Actually that format was driven by influxdb needs. But its proven useful elsewhere as it creates a unique path for any data we have in signalk even with multiple values. (Artemis actually holds context, key, and $source in message headers where its filtered with a SQL like syntax as thats faster than reading message body).

For security per key, its been really useful as it allows very efficient matching of keys by regex. It seemed appropriate for this API too. The json object format would work too but I suspect you would then need instantiate the json string to object, and regex against multiple attributes. Probably slower.

rob42 commented 5 years ago

..include context and $source in the path, so I get vessels.[uuid].navigation.courseOverGroundTrue.values.[$source].value...

Either format works for me. Its also easy to convert one to the other, so best simplicity for plugin devs should decide. BTW context has proven awkward with resources etc when there is no uuid. A new format should avoid that.

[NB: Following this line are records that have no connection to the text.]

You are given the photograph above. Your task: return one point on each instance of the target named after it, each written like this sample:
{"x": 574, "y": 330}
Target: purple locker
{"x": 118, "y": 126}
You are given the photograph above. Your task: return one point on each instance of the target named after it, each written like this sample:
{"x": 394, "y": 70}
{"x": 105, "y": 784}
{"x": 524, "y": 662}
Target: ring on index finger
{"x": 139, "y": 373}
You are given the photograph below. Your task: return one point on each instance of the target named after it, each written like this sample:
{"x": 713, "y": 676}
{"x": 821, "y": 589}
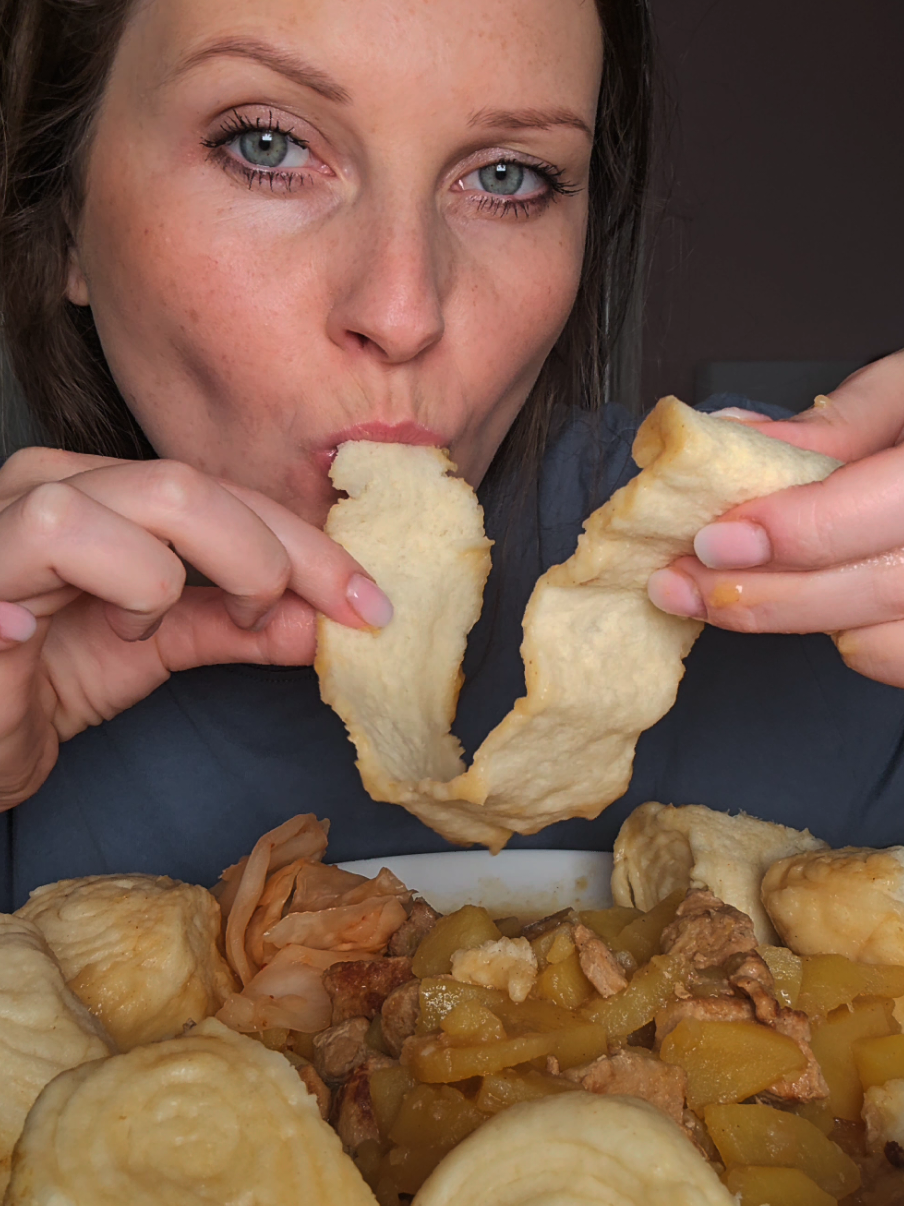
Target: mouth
{"x": 379, "y": 433}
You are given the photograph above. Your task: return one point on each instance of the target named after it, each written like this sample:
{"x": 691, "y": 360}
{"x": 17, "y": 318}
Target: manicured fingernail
{"x": 369, "y": 601}
{"x": 753, "y": 416}
{"x": 675, "y": 593}
{"x": 733, "y": 545}
{"x": 262, "y": 622}
{"x": 16, "y": 622}
{"x": 152, "y": 631}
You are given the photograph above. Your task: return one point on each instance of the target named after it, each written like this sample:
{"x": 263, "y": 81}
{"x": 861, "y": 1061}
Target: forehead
{"x": 485, "y": 52}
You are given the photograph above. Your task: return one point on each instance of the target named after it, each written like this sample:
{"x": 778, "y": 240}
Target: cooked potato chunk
{"x": 563, "y": 982}
{"x": 729, "y": 1060}
{"x": 775, "y": 1187}
{"x": 829, "y": 981}
{"x": 469, "y": 926}
{"x": 641, "y": 1000}
{"x": 879, "y": 1059}
{"x": 759, "y": 1135}
{"x": 831, "y": 1042}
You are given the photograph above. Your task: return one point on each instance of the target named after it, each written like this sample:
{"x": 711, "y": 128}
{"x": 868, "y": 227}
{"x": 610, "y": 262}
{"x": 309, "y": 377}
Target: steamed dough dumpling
{"x": 43, "y": 1028}
{"x": 139, "y": 950}
{"x": 840, "y": 902}
{"x": 576, "y": 1149}
{"x": 207, "y": 1118}
{"x": 661, "y": 849}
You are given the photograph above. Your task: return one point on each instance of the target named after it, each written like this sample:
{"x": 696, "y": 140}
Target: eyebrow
{"x": 529, "y": 119}
{"x": 281, "y": 62}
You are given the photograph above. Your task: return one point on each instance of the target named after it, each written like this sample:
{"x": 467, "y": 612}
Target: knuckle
{"x": 174, "y": 486}
{"x": 48, "y": 509}
{"x": 39, "y": 462}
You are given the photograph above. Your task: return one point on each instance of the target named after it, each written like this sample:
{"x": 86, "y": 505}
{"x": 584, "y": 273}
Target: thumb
{"x": 862, "y": 416}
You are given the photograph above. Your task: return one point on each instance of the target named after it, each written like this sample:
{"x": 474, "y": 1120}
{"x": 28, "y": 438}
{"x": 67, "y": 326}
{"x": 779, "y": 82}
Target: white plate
{"x": 515, "y": 883}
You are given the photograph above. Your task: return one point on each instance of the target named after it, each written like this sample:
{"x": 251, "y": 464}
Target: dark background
{"x": 778, "y": 215}
{"x": 776, "y": 233}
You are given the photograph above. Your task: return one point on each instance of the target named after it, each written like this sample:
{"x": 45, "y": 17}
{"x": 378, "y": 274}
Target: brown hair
{"x": 54, "y": 60}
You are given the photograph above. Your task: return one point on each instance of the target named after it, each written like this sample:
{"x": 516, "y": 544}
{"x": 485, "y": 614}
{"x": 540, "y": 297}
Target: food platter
{"x": 521, "y": 883}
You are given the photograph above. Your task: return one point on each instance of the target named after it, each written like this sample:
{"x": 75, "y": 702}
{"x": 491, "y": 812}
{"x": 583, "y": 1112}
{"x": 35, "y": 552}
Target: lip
{"x": 377, "y": 433}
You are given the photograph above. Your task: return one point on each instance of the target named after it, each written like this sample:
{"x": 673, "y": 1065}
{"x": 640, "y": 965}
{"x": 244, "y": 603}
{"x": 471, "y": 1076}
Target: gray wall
{"x": 781, "y": 193}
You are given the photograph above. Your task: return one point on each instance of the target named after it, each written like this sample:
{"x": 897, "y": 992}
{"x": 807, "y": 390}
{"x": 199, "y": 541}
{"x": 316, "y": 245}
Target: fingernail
{"x": 16, "y": 622}
{"x": 733, "y": 545}
{"x": 369, "y": 601}
{"x": 741, "y": 414}
{"x": 260, "y": 624}
{"x": 675, "y": 593}
{"x": 152, "y": 631}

rob42 commented 5 years ago

So are we really looking at denormalized (flat) delta, a 3rd data format

Yes. We need to be careful to make it as clean and simple as possible, or we will just create the same problem as delta - just creating and decomposing a different format. As a starting point I'd propose

{
    path: (context+path)...,
    value: ...,
    $source: ...,
    timestamp: ...
  }

When subscribed it should send all matching keys, including meta etc. as its needed for use case like anchor watch zones etc. Thats still efficient when using policy instant. Also the subscription needs to support at least wildcards for path for this to work.